I was struck by the epitaph, twelve lines in rhyming couplets:
Fallen is the curtain – the last scene is o’er.
The favourite actor treads life’s stage no more.
Oft lavish plaudits from the crowd he drew
And laughing eyes confess’d his humour true.
Here fond affection rears this sculptured stone
For virtues not enacted but his own –
A constancy unshaken unto death.
A truth unswerving and a christian’s faith.
Who knew him best have cause to mourn him most.
Oh weep the man more than the actor lost.
Unnumber’d parts he played yet to the end
His best were those of Husband Father Friend.
It epitomizes the Victorian aesthetic which is busting out everywhere in the Necropolis. I can see it most obviously in the sculptures. The artists drew on Classical and Ancient Egyptian themes but couldn’t resist churning them through a sentimental blender.

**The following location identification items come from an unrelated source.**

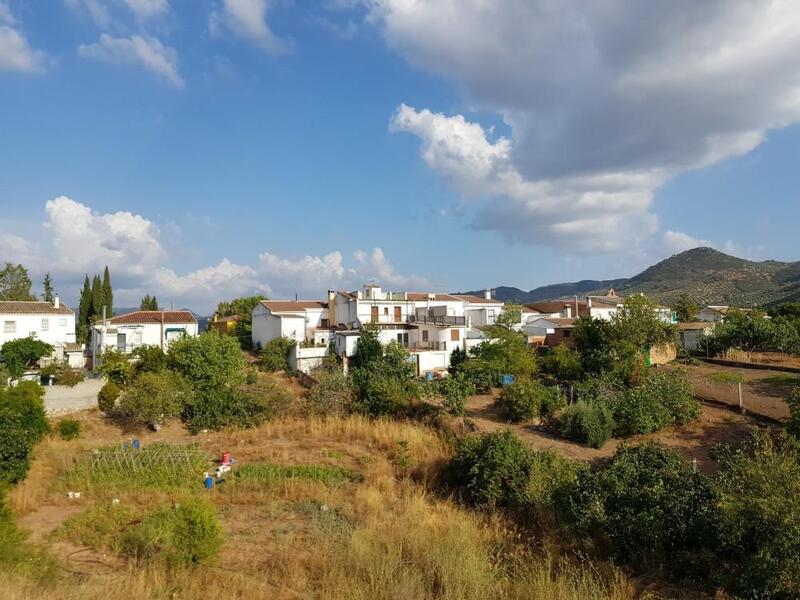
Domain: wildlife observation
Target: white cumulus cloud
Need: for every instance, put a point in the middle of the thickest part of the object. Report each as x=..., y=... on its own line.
x=604, y=102
x=247, y=19
x=146, y=52
x=16, y=54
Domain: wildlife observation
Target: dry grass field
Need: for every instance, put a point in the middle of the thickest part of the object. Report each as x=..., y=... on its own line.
x=335, y=508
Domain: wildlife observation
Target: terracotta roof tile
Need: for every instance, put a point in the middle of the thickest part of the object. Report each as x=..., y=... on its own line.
x=170, y=317
x=291, y=305
x=14, y=307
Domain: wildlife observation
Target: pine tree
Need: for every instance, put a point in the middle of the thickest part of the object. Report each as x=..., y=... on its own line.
x=148, y=303
x=84, y=310
x=108, y=293
x=48, y=295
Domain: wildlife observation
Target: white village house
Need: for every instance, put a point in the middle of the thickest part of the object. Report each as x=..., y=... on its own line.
x=53, y=323
x=430, y=325
x=125, y=333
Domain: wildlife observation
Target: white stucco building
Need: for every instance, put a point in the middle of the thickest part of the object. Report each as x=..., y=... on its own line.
x=430, y=325
x=125, y=333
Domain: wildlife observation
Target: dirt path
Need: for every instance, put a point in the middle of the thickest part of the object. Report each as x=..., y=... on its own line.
x=695, y=440
x=61, y=399
x=40, y=523
x=763, y=392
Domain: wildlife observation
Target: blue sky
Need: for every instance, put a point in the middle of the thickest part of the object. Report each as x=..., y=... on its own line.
x=207, y=149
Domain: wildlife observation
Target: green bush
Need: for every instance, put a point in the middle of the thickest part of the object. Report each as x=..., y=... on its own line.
x=186, y=534
x=107, y=397
x=589, y=423
x=117, y=367
x=226, y=407
x=69, y=377
x=155, y=397
x=523, y=400
x=332, y=395
x=492, y=469
x=22, y=424
x=151, y=359
x=208, y=362
x=793, y=423
x=69, y=429
x=454, y=391
x=23, y=353
x=275, y=354
x=648, y=506
x=661, y=400
x=757, y=516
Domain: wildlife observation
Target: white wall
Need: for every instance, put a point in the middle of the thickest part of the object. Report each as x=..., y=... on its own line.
x=60, y=327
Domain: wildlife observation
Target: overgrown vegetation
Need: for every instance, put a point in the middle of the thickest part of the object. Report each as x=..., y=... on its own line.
x=22, y=424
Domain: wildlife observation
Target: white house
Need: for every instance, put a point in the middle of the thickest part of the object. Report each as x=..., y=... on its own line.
x=125, y=333
x=430, y=325
x=53, y=323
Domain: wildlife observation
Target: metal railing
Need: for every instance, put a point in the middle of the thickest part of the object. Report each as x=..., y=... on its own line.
x=434, y=320
x=428, y=346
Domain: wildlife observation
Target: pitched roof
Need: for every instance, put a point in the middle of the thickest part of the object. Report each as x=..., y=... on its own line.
x=19, y=307
x=169, y=317
x=293, y=305
x=421, y=296
x=550, y=307
x=470, y=299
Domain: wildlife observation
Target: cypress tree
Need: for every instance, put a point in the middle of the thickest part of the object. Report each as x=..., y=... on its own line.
x=97, y=299
x=47, y=284
x=108, y=293
x=84, y=308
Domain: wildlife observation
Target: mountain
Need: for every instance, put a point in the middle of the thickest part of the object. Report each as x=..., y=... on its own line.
x=704, y=274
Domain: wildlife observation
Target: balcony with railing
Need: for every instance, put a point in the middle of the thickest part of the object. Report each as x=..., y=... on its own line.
x=425, y=346
x=441, y=321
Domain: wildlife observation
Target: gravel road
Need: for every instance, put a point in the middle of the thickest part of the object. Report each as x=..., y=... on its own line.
x=61, y=399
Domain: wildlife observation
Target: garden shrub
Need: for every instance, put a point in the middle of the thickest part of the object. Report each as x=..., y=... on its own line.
x=187, y=534
x=22, y=424
x=69, y=377
x=589, y=423
x=454, y=391
x=208, y=362
x=524, y=400
x=661, y=400
x=757, y=516
x=117, y=367
x=151, y=359
x=332, y=395
x=107, y=397
x=154, y=397
x=69, y=429
x=275, y=354
x=226, y=407
x=648, y=505
x=23, y=353
x=492, y=469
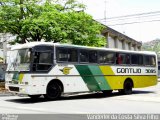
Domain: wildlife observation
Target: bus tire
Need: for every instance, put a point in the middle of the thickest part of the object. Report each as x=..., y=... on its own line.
x=54, y=91
x=34, y=97
x=127, y=87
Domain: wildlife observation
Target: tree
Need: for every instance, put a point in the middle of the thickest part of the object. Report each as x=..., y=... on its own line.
x=57, y=21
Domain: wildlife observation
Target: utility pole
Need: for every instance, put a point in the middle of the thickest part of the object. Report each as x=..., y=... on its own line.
x=105, y=11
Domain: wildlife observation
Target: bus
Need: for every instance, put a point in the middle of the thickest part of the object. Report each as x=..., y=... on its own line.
x=52, y=70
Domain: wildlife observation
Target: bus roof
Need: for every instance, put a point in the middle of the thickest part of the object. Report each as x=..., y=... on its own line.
x=32, y=44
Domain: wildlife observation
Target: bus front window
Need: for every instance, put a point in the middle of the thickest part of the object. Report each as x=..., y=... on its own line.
x=19, y=60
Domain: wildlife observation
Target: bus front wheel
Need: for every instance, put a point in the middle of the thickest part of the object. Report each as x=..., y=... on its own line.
x=128, y=85
x=54, y=91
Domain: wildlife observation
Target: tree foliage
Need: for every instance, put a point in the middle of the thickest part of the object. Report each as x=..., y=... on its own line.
x=57, y=21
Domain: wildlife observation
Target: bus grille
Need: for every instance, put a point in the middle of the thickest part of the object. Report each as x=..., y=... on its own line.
x=14, y=89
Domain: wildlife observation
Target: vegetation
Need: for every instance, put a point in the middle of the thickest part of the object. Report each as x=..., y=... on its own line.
x=51, y=20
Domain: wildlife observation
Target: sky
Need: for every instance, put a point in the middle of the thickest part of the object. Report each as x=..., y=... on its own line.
x=143, y=31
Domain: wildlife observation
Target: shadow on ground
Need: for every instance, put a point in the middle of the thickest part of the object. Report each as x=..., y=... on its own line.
x=24, y=100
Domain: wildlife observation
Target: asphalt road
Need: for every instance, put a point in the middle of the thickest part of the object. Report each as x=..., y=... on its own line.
x=145, y=100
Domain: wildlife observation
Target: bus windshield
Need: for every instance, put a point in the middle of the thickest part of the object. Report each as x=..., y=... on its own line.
x=19, y=60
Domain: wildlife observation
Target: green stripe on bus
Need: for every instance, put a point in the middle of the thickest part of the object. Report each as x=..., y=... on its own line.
x=103, y=84
x=88, y=77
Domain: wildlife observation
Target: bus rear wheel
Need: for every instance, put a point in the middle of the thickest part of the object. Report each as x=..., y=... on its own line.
x=128, y=85
x=54, y=91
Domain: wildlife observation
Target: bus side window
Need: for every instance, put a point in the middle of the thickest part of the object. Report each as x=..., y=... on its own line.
x=62, y=54
x=153, y=61
x=93, y=56
x=42, y=61
x=72, y=55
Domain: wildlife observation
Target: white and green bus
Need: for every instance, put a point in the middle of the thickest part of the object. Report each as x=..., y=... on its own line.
x=51, y=69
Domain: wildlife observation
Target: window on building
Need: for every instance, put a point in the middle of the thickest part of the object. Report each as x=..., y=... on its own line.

While Alexander’s monument presents the classical poles of Comedy and Tragedy, like most of the monuments, it leans hard to the tragic side of things. From a 21st century point of view, the Victorian notion of tragedy is mixed with a treacly goo that magically turns it comic. Where Victorians might have read events – like a theatre trampling – “straight”, we tend to read them with an eye for the absurd or, if we’re Canadian, for the ironic. Maybe that explains why I found myself quietly laughing through most of the tour. Inappropriate, I guess. But absolutely appropriate, too.
The poetry reinforces what I observe in the sculpture. It’s tragedy with syrup. It’s funny. It’s bad. Who would want to commit this saccharine to stone?
Even so, I wonder if I might be committing hubris. Yes, I know it’s ironic that I’m drawing on a Classical term here. In retrospect, we can see that the Victorian sensibility was more cultural fad than durable ideal. The same will probably be true of my aesthetic of absurdity, irony and unreason. So maybe I’m committing hubris when I laugh in a Victorian cemetery while applying standards that will be just as laughable a hundred and fifty years from now when people walk past my pomo headstone with its disco ball and 10,000 word David Foster Wallace quote engraved in really tiny letters.